The series addresses social disparities and the clash between different social classes. What do you hope the audience takes away from The Undoing?

ND: I mean that’s great that you have observed that. I think just the fact that I have been cast in the role of Haley, especially post George Floyd, has a different bearing of what it would have been like if you had watched it at the end of May, as it was due then. I’m a storyteller, I’m an actor, and to be able to tell a story like this and to share it with the people that I’m sharing it with….it’s a thriller, a psychological thriller, and we don’t know what’s coming – that’s the beauty of what David E. Kelley has done. What you choose to put on top of that is the joy. At its most basic, it’s a great who and what and howdunit, and those are the elements that we always love in storytelling. So if we can keep ahead of you, and you have to keep catching up, that’s brilliant. We have to acknowledge the class layers. Being in Britain, you can’t help but notice class, and class is not necessarily money but what money can do for those that are able to afford it. What we are witnessing in the world right now is it can let a lot of things go and a lot of things slide. The person in the suite right next to you may be suffering. So hopefully they take a lot of things but understand that it’s a story.

As a storyteller and an actor, are there moments that you’re particularly proud of in terms of your work in this series? 
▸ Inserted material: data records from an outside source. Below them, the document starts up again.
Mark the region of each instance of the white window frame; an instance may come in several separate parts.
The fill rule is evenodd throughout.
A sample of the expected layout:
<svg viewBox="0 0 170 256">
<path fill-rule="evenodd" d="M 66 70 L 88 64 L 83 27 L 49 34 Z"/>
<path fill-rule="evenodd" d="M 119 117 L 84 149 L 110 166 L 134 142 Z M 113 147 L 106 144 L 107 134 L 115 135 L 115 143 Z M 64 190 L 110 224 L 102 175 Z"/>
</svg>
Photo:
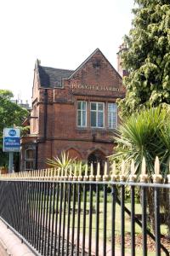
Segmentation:
<svg viewBox="0 0 170 256">
<path fill-rule="evenodd" d="M 32 150 L 35 152 L 35 148 L 26 148 L 25 151 L 25 171 L 31 171 L 32 169 L 26 169 L 26 162 L 33 162 L 33 169 L 34 169 L 34 165 L 35 165 L 35 159 L 34 158 L 26 158 L 26 151 L 28 150 Z"/>
<path fill-rule="evenodd" d="M 95 103 L 97 104 L 96 106 L 96 110 L 92 110 L 92 103 Z M 99 110 L 99 104 L 102 104 L 103 105 L 103 110 Z M 91 124 L 91 113 L 92 112 L 95 112 L 96 113 L 96 126 L 92 126 Z M 103 113 L 103 124 L 104 125 L 102 127 L 98 126 L 98 113 L 99 112 L 102 112 Z M 98 128 L 98 129 L 104 129 L 105 128 L 105 102 L 90 102 L 90 125 L 92 128 Z"/>
<path fill-rule="evenodd" d="M 109 105 L 110 104 L 114 104 L 116 108 L 116 112 L 112 112 L 110 110 L 109 110 Z M 115 102 L 108 102 L 108 105 L 107 105 L 107 119 L 108 119 L 108 128 L 109 129 L 116 129 L 117 127 L 117 104 L 115 103 Z M 110 113 L 110 115 L 111 115 L 111 125 L 110 126 L 110 120 L 109 120 L 109 114 Z M 112 118 L 112 115 L 116 114 L 116 122 L 114 123 L 113 122 L 113 118 Z"/>
<path fill-rule="evenodd" d="M 78 109 L 78 102 L 81 102 L 81 109 Z M 86 103 L 86 109 L 82 109 L 82 102 Z M 76 102 L 76 125 L 79 128 L 86 128 L 87 127 L 87 102 L 86 101 L 77 101 Z M 78 113 L 81 112 L 81 125 L 78 125 Z M 86 122 L 85 125 L 82 125 L 82 113 L 85 112 Z"/>
</svg>

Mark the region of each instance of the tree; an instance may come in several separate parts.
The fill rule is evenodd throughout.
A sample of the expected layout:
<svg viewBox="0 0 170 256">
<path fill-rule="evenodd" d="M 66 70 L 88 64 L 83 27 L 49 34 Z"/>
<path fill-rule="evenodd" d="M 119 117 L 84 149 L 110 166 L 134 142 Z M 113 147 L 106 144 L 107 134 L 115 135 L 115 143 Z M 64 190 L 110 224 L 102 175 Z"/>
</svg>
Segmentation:
<svg viewBox="0 0 170 256">
<path fill-rule="evenodd" d="M 122 115 L 144 107 L 170 104 L 170 3 L 169 0 L 135 0 L 137 8 L 127 50 L 122 55 L 127 94 L 120 100 Z"/>
<path fill-rule="evenodd" d="M 3 128 L 20 126 L 28 115 L 26 108 L 10 101 L 13 96 L 12 91 L 0 90 L 0 166 L 6 166 L 8 162 L 8 154 L 3 152 Z"/>
<path fill-rule="evenodd" d="M 169 172 L 170 161 L 170 112 L 165 108 L 152 108 L 139 113 L 135 113 L 120 125 L 114 140 L 117 143 L 112 160 L 124 159 L 128 169 L 132 160 L 134 160 L 137 177 L 141 174 L 142 160 L 144 157 L 149 181 L 152 181 L 154 162 L 158 156 L 161 161 L 160 172 L 166 182 Z M 170 235 L 169 195 L 166 189 L 161 190 L 162 207 L 164 219 Z M 154 195 L 150 188 L 148 193 L 148 208 L 153 230 L 155 230 Z"/>
</svg>

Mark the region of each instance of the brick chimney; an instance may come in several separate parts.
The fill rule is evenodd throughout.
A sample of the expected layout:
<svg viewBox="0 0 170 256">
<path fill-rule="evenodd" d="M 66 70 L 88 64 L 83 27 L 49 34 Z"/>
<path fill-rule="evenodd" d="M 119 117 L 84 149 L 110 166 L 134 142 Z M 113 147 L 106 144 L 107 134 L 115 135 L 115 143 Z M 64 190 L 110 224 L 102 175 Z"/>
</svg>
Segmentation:
<svg viewBox="0 0 170 256">
<path fill-rule="evenodd" d="M 122 43 L 119 46 L 119 51 L 117 52 L 117 72 L 122 77 L 128 76 L 128 72 L 123 68 L 122 61 L 122 54 L 128 49 L 127 44 Z"/>
</svg>

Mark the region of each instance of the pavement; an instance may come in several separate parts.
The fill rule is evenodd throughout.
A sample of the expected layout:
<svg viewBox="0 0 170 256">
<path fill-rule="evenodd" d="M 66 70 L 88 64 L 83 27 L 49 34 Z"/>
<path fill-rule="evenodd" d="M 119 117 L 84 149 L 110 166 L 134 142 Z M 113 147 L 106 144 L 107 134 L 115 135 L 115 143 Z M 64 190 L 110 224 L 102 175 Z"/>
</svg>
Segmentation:
<svg viewBox="0 0 170 256">
<path fill-rule="evenodd" d="M 0 220 L 0 256 L 35 256 L 2 220 Z"/>
<path fill-rule="evenodd" d="M 5 245 L 0 240 L 0 256 L 8 256 L 9 254 L 7 253 L 5 248 Z"/>
</svg>

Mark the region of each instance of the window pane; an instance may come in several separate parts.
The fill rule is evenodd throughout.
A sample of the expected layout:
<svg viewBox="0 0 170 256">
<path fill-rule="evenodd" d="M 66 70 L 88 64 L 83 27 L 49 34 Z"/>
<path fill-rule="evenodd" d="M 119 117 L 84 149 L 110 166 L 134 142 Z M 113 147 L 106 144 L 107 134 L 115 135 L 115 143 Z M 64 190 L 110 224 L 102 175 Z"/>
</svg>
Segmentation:
<svg viewBox="0 0 170 256">
<path fill-rule="evenodd" d="M 86 102 L 82 102 L 82 109 L 86 110 Z"/>
<path fill-rule="evenodd" d="M 33 160 L 31 160 L 31 161 L 26 160 L 26 170 L 32 170 L 32 169 L 34 169 L 34 161 Z"/>
<path fill-rule="evenodd" d="M 34 159 L 34 150 L 27 149 L 26 151 L 26 159 Z"/>
<path fill-rule="evenodd" d="M 86 111 L 82 111 L 82 126 L 86 126 Z"/>
<path fill-rule="evenodd" d="M 78 110 L 78 126 L 81 126 L 81 111 Z"/>
<path fill-rule="evenodd" d="M 82 108 L 82 102 L 78 102 L 78 109 L 81 109 Z"/>
<path fill-rule="evenodd" d="M 96 112 L 91 112 L 91 126 L 96 127 Z"/>
<path fill-rule="evenodd" d="M 98 103 L 98 110 L 104 110 L 104 104 L 103 103 Z"/>
<path fill-rule="evenodd" d="M 116 103 L 108 104 L 108 125 L 109 128 L 116 127 L 117 106 Z"/>
<path fill-rule="evenodd" d="M 91 110 L 96 110 L 97 104 L 95 102 L 91 102 Z"/>
<path fill-rule="evenodd" d="M 104 127 L 104 113 L 103 113 L 103 112 L 98 113 L 98 127 Z"/>
<path fill-rule="evenodd" d="M 87 102 L 77 102 L 77 125 L 86 126 Z"/>
</svg>

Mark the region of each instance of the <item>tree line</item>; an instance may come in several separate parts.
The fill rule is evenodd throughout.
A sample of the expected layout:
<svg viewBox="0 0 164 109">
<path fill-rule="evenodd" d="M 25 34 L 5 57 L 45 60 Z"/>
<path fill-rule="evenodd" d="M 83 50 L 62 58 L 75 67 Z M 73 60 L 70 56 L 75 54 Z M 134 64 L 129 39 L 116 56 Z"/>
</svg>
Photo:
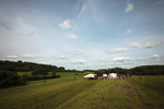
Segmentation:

ND: Oh wow. Ooh! I don’t know yet because I haven’t seen all of it, so I can’t tell you! Like you, I’ve only seen the first five episodes so I’m proper pumped to watch the rest. I find it very hard watching myself but just to be part of the project, and whatever the outcome of people’s experiences with it, that’ll always stay with me. That I was part of the project, that I did sit three feet away from Donald Sutherland, that I did watch Nicole Kidman being mesmerizing, that I learned that Hugh Grant is a sweetheart, that Sofie Gråbøl is an extraordinary actress, that Lily and Ismael and Edgar are extraordinary people that I got to be in the room with. That sounds very romantic but then I am very romantic about being an actor because I think people can take us for granted, but when you see the work that goes on, especially with people that are great at what they do, we’re lucky.